Last night, in bi-coastal ceremonies, the Writers Guild of America handed out honors for the top scripts of 2006.
Dave McNary and Jeff Sneider of Variety take you inside the dual event:
Opting for recent awards-season favorites, the Writers Guild of America presented its top screenplay trophies to Michael Arndt for "Little Miss Sunshine" in the original category and William Monahan for "The Departed" in the adapted category.
Arndt's dysfunctional family comedy bested "Babel," "The Queen," "Stranger Than Fiction" and "United 93." Monahan's crime drama -- adapted from the 2002 Hong Kong thriller "Infernal Affairs" -- topped "Borat," "The Devil Wears Prada," "Little Children" and "Thank You for Smoking."
Both Arndt and Monahan were first-time WGA nominees, together with the rest of the field.
"I think the only thing that is standing between me being up here and living in my mom's basement is my agent Bill Weinstein," Arndt said, noting that Weinstein was the first person in Hollywood to peddle his script six years ago as Arndt crashed at his mother's house.
Kudos were announced Sunday night in simultaneous ceremonies for the 59th annual Writers Guild Awards at the Century Plaza in Los Angeles and the Millennium Broadway in [in New York City]
Based on voting by the 13,000 WGA members, the victories maintain recent momentum for Fox Searchlight's "Sunshine" and Warner Bros.' "The Departed," which are vying for the best picture Oscar along with "Babel," "Letters From Iwo Jima" and "The Queen." "Sunshine" won the Producers Guild and SAG ensemble awards, and Martin Scorsese drew the DGA trophy for "The Departed" on Feb. 3.

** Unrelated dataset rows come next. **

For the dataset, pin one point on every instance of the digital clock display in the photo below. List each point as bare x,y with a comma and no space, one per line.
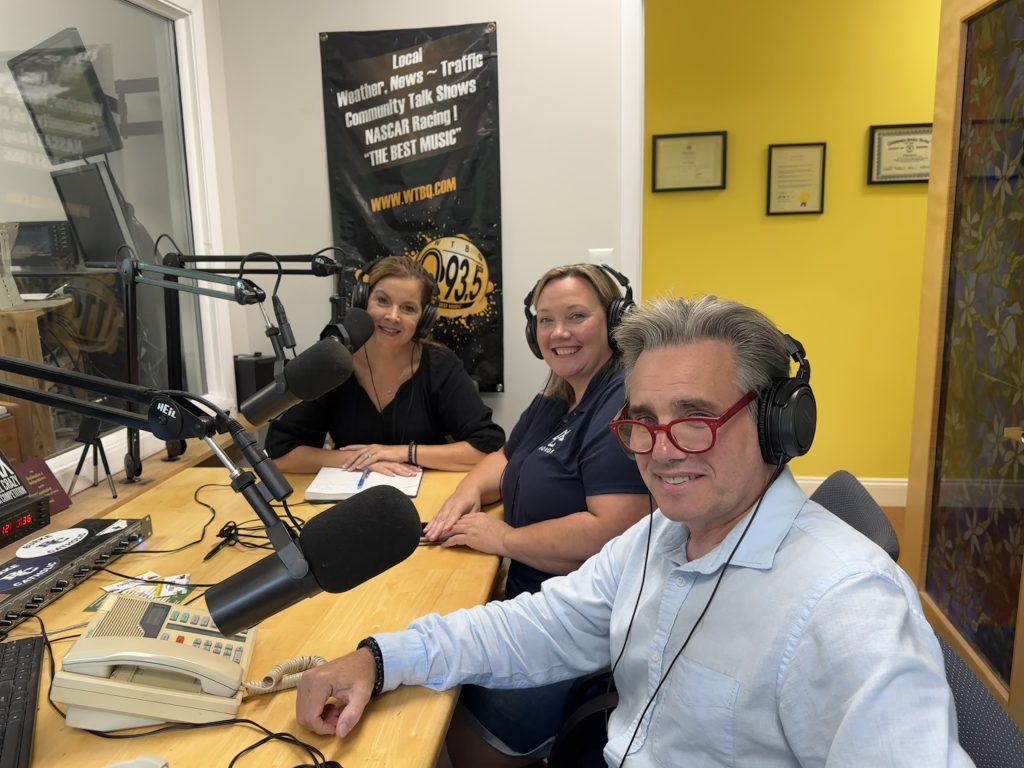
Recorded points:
16,524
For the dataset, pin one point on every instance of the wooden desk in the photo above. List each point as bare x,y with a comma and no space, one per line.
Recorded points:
403,728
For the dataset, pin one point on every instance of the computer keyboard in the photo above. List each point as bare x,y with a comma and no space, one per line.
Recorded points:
20,660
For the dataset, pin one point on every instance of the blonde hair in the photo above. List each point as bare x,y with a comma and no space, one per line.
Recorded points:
607,291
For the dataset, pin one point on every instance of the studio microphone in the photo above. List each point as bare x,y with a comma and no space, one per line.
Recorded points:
356,326
350,543
309,375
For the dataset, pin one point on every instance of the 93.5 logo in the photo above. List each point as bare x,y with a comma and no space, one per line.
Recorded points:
461,273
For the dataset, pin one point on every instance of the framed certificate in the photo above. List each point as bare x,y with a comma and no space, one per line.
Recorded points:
796,178
684,162
899,154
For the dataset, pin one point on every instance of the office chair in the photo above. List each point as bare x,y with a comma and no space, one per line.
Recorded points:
843,495
986,732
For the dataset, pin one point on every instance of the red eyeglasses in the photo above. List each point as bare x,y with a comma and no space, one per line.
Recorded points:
691,435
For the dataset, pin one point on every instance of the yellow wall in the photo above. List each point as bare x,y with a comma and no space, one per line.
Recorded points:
846,283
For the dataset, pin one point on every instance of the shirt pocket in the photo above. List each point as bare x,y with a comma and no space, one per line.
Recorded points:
695,711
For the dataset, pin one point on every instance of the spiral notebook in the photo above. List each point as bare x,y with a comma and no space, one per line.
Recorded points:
333,484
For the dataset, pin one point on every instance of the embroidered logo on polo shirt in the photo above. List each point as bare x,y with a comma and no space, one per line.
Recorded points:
550,446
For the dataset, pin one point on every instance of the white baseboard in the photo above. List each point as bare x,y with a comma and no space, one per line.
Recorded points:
888,492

Arndt's WGA award is for his first produced screenplay and comes half a dozen years after he first penned "Little Miss Sunshine." He noted at the guild's panel discussion Thursday that it was crucial in the road-trip comedy that the characters face seemingly unsolvable dilemmas.
"The problem with comedy is that it's not serious enough," Arndt said. "There have to be problems the audience can't see a solution to, so it comes as an epiphany. As you watch the film, it feels like a comedy because you're laughing, but the characters feel like this is the worst weekend of their lives."
Monahan's script centered on mobsters in Boston, where he grew up, and its Irish Catholic culture. The pic's mob boss, played by Jack Nicholson, was partly modeled on James "Whitey" Bulger, who was eventually revealed to be an FBI informant.
A nervous Monahan's acceptance speech was simply, "I can't thank you enough; I did not prepare anything to say."
Arndt and Monahan head into the Feb. 25 Academy Awards as front-runners, although this year's screenplay races are viewed as especially competitive.
WGA winners have matched Oscar winners in the original category in seven of the past 12 years, including last year, when Paul Haggis and Bobby Moresco won for "Crash"; the guild's winner in the adapted category has doubled as Oscar winner eight times in the past 12 years, including last year's Larry McMurtry and Diana Ossana for "Brokeback Mountain...
Amy Berg won the documentary feature writing award for Lionsgate's "Deliver Us From Evil." Pic, which centered on a former priest and convicted pedophile, was the only docu among the finalists with an Oscar nomination.
Find out who else took home WGA awards on Sunday...
Kudos to William Monahan on his win for The Departed...I will post a review of the Martin Scorsese crime drama soon after my pre-ordered DVD of the movie arrives in the mail... The Oscar nominated flick hits store shelves in the U.S. tomorrow.